Road signs are quite universal. The roots of this communication stretches back years. In a way, they have rudimentary verbs: yellow triangles (“be careful of”), red circles (“don’t”).

Star ratings have become quite ubiquitous. Music is universal so why does Apple segment the star rating portion of reviews between different nationality stores? People they come together, people they fall apart, no one can stop us now ‘cause we are all made of stars.

To summarise:

  • We don’t have phasers and transporters and we certainly don’t have universal translators. It’s AI hard.
  • Think about the little bits of textual content that you can break down and translate.

Grab the slides of this talk at hitherto.net/talks.
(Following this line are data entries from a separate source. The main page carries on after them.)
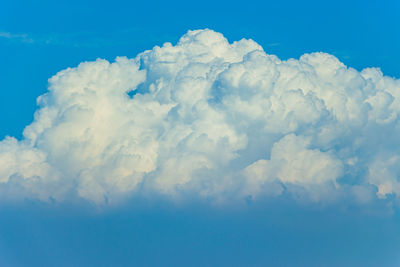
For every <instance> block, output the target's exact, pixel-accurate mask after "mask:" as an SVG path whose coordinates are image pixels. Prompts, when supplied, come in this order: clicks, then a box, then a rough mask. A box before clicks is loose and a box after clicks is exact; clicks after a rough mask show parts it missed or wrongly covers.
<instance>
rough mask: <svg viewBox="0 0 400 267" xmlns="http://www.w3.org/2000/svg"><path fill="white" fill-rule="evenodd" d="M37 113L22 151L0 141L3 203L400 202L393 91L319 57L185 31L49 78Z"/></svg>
mask: <svg viewBox="0 0 400 267" xmlns="http://www.w3.org/2000/svg"><path fill="white" fill-rule="evenodd" d="M38 105H39V109H38V110H37V111H36V113H35V119H34V121H33V123H32V124H30V125H28V126H27V127H26V128H25V130H24V135H23V136H24V138H23V140H20V141H18V140H16V139H15V138H12V137H7V138H5V139H4V140H3V141H1V142H0V162H1V163H2V164H1V165H0V194H1V196H2V197H3V198H4V199H13V200H21V199H24V198H33V199H40V200H43V201H49V200H51V201H69V200H71V199H77V198H79V199H80V198H83V199H86V200H89V201H93V202H95V203H105V202H109V203H116V202H119V201H121V200H122V199H124V198H126V197H130V196H134V195H139V194H140V195H146V196H150V195H152V194H161V195H166V196H168V197H172V198H184V197H185V196H195V197H199V198H204V199H212V200H214V201H228V200H235V199H236V200H241V199H246V198H249V197H251V198H253V199H255V200H256V199H257V198H260V197H275V196H279V195H282V194H289V195H292V196H296V197H297V198H300V199H311V200H315V201H324V200H329V201H332V200H333V201H336V200H338V199H339V200H340V199H341V198H348V197H350V198H353V199H354V200H356V201H359V202H362V203H367V202H369V201H372V200H373V199H379V198H384V199H385V198H388V196H389V195H390V196H391V195H399V194H400V179H399V178H398V177H399V175H400V168H399V167H398V166H399V161H400V151H399V150H398V147H400V146H399V145H400V139H399V138H398V136H399V134H400V128H399V111H400V80H397V79H394V78H390V77H386V76H384V75H383V74H382V73H381V71H380V70H379V69H376V68H368V69H364V70H362V71H361V72H358V71H357V70H355V69H352V68H349V67H346V66H345V65H344V64H343V63H341V62H340V61H339V60H338V59H337V58H335V57H334V56H332V55H329V54H325V53H312V54H305V55H303V56H301V57H300V59H298V60H296V59H289V60H287V61H282V60H280V59H279V58H277V57H276V56H274V55H269V54H267V53H266V52H264V50H263V48H262V47H261V46H259V45H258V44H257V43H255V42H254V41H252V40H245V39H242V40H240V41H237V42H233V43H231V44H230V43H229V42H228V41H227V40H226V39H225V38H224V37H223V35H221V34H220V33H216V32H214V31H211V30H197V31H189V32H188V33H187V34H185V35H184V36H183V37H182V38H181V39H180V40H179V42H178V43H177V44H176V45H175V46H173V45H172V44H170V43H165V44H164V45H163V46H162V47H158V46H156V47H154V48H153V49H152V50H148V51H145V52H143V53H141V54H139V55H137V57H136V58H134V59H128V58H125V57H118V58H117V59H116V60H115V62H113V63H110V62H108V61H106V60H102V59H98V60H96V61H95V62H83V63H81V64H80V65H79V66H78V67H76V68H68V69H66V70H63V71H60V72H59V73H58V74H56V75H55V76H54V77H52V78H51V79H50V80H49V87H48V92H47V93H46V94H45V95H42V96H40V97H39V98H38Z"/></svg>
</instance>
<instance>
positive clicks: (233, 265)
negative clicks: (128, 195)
mask: <svg viewBox="0 0 400 267" xmlns="http://www.w3.org/2000/svg"><path fill="white" fill-rule="evenodd" d="M399 12H400V4H399V2H398V1H395V0H393V1H392V0H389V1H384V3H382V2H381V1H372V0H368V1H358V0H356V1H342V0H339V1H293V0H290V1H289V0H287V1H279V2H278V1H246V2H229V1H208V0H207V1H202V2H191V3H189V2H183V1H182V2H179V1H172V2H171V1H158V0H156V1H150V2H149V1H147V2H145V1H142V2H137V3H136V2H133V1H112V2H109V1H74V0H73V1H35V2H32V1H4V2H3V3H1V4H0V88H1V93H2V97H1V98H0V125H1V127H0V137H1V139H3V138H4V137H5V136H7V135H9V136H14V137H16V138H17V139H22V131H23V129H24V128H25V126H26V125H28V124H30V123H31V122H32V120H33V114H34V111H35V110H36V109H37V106H36V98H37V97H38V96H39V95H42V94H44V93H45V92H46V91H47V84H48V79H49V78H50V77H52V76H53V75H55V74H56V73H57V72H58V71H60V70H62V69H65V68H67V67H75V66H77V65H78V64H79V63H81V62H84V61H93V60H96V59H97V58H104V59H107V60H110V61H113V60H114V58H115V57H116V56H127V57H129V58H133V57H135V56H136V55H137V54H138V53H140V52H142V51H144V50H148V49H152V48H153V47H154V46H155V45H162V44H163V43H164V42H171V43H172V44H175V43H176V42H177V41H178V40H179V38H180V37H181V36H182V35H183V34H185V33H186V32H187V31H188V30H195V29H204V28H209V29H213V30H215V31H217V32H220V33H222V34H223V35H224V36H225V37H226V38H227V39H228V40H229V41H230V42H232V41H235V40H240V39H242V38H251V39H253V40H254V41H256V42H257V43H258V44H259V45H261V46H262V47H263V48H264V50H265V51H266V52H267V53H268V54H274V55H277V56H278V57H279V58H281V59H289V58H296V59H298V58H299V57H300V56H301V55H303V54H304V53H310V52H318V51H322V52H326V53H329V54H332V55H334V56H336V57H337V58H338V59H339V60H340V61H341V62H343V63H344V64H345V65H347V66H350V67H353V68H355V69H356V70H357V71H361V70H362V69H363V68H366V67H379V68H381V70H382V72H383V73H384V75H387V76H390V77H396V78H400V67H399V66H400V65H399V63H398V62H400V51H399V49H398V48H399V47H400V20H399V19H398V14H399ZM385 129H387V131H390V129H392V128H390V127H389V128H385ZM368 133H369V132H368ZM374 134H375V132H372V133H371V134H370V135H368V136H374ZM385 134H386V132H385ZM366 135H367V134H366ZM385 136H386V135H385ZM387 136H388V139H390V140H392V139H391V138H392V137H390V133H389V132H388V134H387ZM371 138H372V137H371ZM378 138H381V135H379V134H375V139H374V140H375V143H379V142H380V141H379V140H378ZM393 139H395V137H393ZM346 140H347V139H346V138H344V139H340V140H339V145H337V146H340V142H346ZM349 142H350V141H349ZM342 144H344V143H342ZM385 144H386V143H385ZM395 145H396V144H395ZM256 146H257V144H256ZM271 146H272V145H271ZM371 146H374V145H371ZM388 146H389V144H388ZM321 151H323V149H321ZM364 151H367V152H368V150H367V149H365V150H363V149H360V150H359V152H357V153H362V152H364ZM394 151H395V152H396V148H395V149H394ZM392 152H393V151H392ZM0 164H4V163H1V162H0ZM379 166H380V165H378V167H377V168H379ZM361 167H362V166H361ZM361 167H360V168H361ZM382 168H383V167H382ZM354 172H355V173H357V174H354V173H351V175H353V174H354V175H353V176H351V175H350V174H349V176H348V177H350V178H348V177H347V176H346V177H344V178H343V177H342V178H341V179H342V180H341V181H343V180H346V179H348V180H350V182H348V183H347V182H343V183H347V184H351V183H353V182H354V181H357V177H358V176H357V175H358V174H359V175H361V174H362V173H363V170H360V169H357V170H355V171H354ZM394 172H395V171H394ZM354 177H355V178H354ZM0 178H1V177H0ZM354 183H356V182H354ZM1 192H3V191H1ZM395 195H396V194H395V193H393V194H391V195H390V196H388V198H387V199H388V200H387V199H386V200H382V199H378V200H377V201H375V202H373V204H369V205H367V206H366V207H365V206H363V207H360V206H358V205H356V204H354V205H352V204H351V205H347V204H346V201H347V199H343V200H341V201H339V202H335V203H334V204H325V203H324V202H323V201H321V203H319V202H318V201H317V203H316V204H315V203H314V204H307V203H306V204H304V203H300V204H299V203H298V202H297V201H295V200H293V199H291V198H290V197H288V198H289V199H288V198H286V197H285V195H284V196H281V197H278V198H273V199H272V200H271V199H268V198H267V200H261V201H259V202H256V203H253V202H252V201H249V202H248V203H247V204H246V205H245V207H240V208H235V207H232V206H235V204H232V205H228V206H217V207H215V206H213V205H209V204H208V203H207V201H200V203H198V202H197V201H188V203H184V204H179V205H177V204H174V202H169V201H166V202H167V203H168V204H165V203H164V202H165V201H163V200H160V199H158V198H157V197H154V198H152V200H149V199H148V198H144V200H143V199H139V200H137V199H131V200H129V201H126V202H124V204H121V205H118V206H117V207H106V208H104V207H98V206H97V205H96V204H93V203H86V202H84V203H81V202H78V203H73V204H71V203H67V204H64V203H61V204H60V203H57V204H54V203H53V204H52V203H48V202H44V203H43V202H41V201H38V200H31V199H26V200H24V201H23V202H22V203H18V204H9V203H7V204H3V205H2V206H1V207H0V265H2V266H266V265H269V266H321V265H324V266H398V265H399V264H400V257H399V256H398V255H399V253H398V251H399V249H400V218H399V212H400V211H399V209H398V206H396V205H398V202H396V201H393V202H391V200H392V199H395V198H396V196H395ZM204 202H205V203H204ZM252 203H253V204H252ZM393 203H397V204H393ZM391 205H394V207H392V206H391ZM388 206H390V208H391V209H390V211H387V209H388Z"/></svg>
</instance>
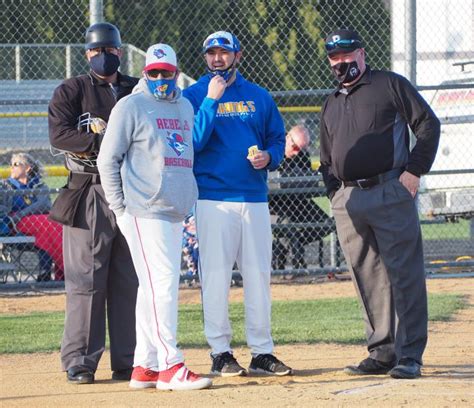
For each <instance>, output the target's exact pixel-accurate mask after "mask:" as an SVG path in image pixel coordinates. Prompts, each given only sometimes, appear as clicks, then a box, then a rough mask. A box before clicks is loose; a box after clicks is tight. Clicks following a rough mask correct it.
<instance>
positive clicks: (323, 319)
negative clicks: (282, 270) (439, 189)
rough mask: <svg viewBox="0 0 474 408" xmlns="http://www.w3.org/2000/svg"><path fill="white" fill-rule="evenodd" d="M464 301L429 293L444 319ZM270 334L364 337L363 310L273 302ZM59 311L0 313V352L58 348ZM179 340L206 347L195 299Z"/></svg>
mask: <svg viewBox="0 0 474 408" xmlns="http://www.w3.org/2000/svg"><path fill="white" fill-rule="evenodd" d="M463 307H465V301H464V299H463V298H462V296H460V295H455V294H449V295H440V294H436V295H430V296H429V298H428V308H429V317H430V321H445V320H449V319H450V318H451V316H452V314H453V313H455V312H456V311H457V310H459V309H462V308H463ZM230 317H231V321H232V327H233V330H234V337H233V338H234V340H233V345H234V346H238V345H244V344H245V333H244V308H243V304H242V303H233V304H231V305H230ZM272 320H273V321H272V327H273V337H274V341H275V343H276V344H290V343H340V344H358V343H362V342H364V341H365V337H364V327H363V322H362V315H361V311H360V308H359V306H358V303H357V301H356V299H354V298H342V299H322V300H311V301H278V302H273V312H272ZM63 324H64V313H63V312H53V313H31V314H28V315H0V353H35V352H52V351H57V350H59V347H60V342H61V336H62V330H63ZM178 340H179V343H180V345H181V347H207V344H206V341H205V338H204V333H203V325H202V312H201V306H200V305H185V306H181V307H180V311H179V329H178Z"/></svg>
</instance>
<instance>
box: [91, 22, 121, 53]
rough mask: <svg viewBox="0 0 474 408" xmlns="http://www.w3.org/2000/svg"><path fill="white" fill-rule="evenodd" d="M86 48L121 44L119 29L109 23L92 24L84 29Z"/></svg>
mask: <svg viewBox="0 0 474 408" xmlns="http://www.w3.org/2000/svg"><path fill="white" fill-rule="evenodd" d="M85 46H86V50H90V49H92V48H101V47H115V48H120V47H121V46H122V40H121V38H120V31H119V30H118V28H117V27H115V26H114V25H113V24H110V23H96V24H92V25H91V26H90V27H89V28H88V29H87V31H86V45H85Z"/></svg>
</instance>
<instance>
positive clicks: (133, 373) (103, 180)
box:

It’s question time and I ask whether there’s a danger in internationalisation of thinking about language in a binary way. Most people don’t have a single language, they have a hierarchy of languages that they speak to a greater or lesser degree of fluency. Why not allow people to set a preference of language hierarchy? Simon says that Flickr don’t allow that kind of preference setting but they do something simpler; so if you are on a group page and it isn’t available in your language of choice, it will default to the language of that group. Also, Kellan points out, there’s a link at the bottom of each page to take you to different language versions. Crucially, that link will take you to a different version of the current page you’re on, not take you back to the front of the site. Some sites get this wrong and it really pisses Jessica off.

Someone asks about the percentage of users who are from a non-English speaking country but who speak English. I jump in to warn of thinking about speaking English in such a binary way — there are different levels of fluency. Simon also warns about taking a culturally imperialist attitude to developing applications.

There are more questions but I’m too busy getting involved with the discussion to write everything down here. Great talk; great discussion.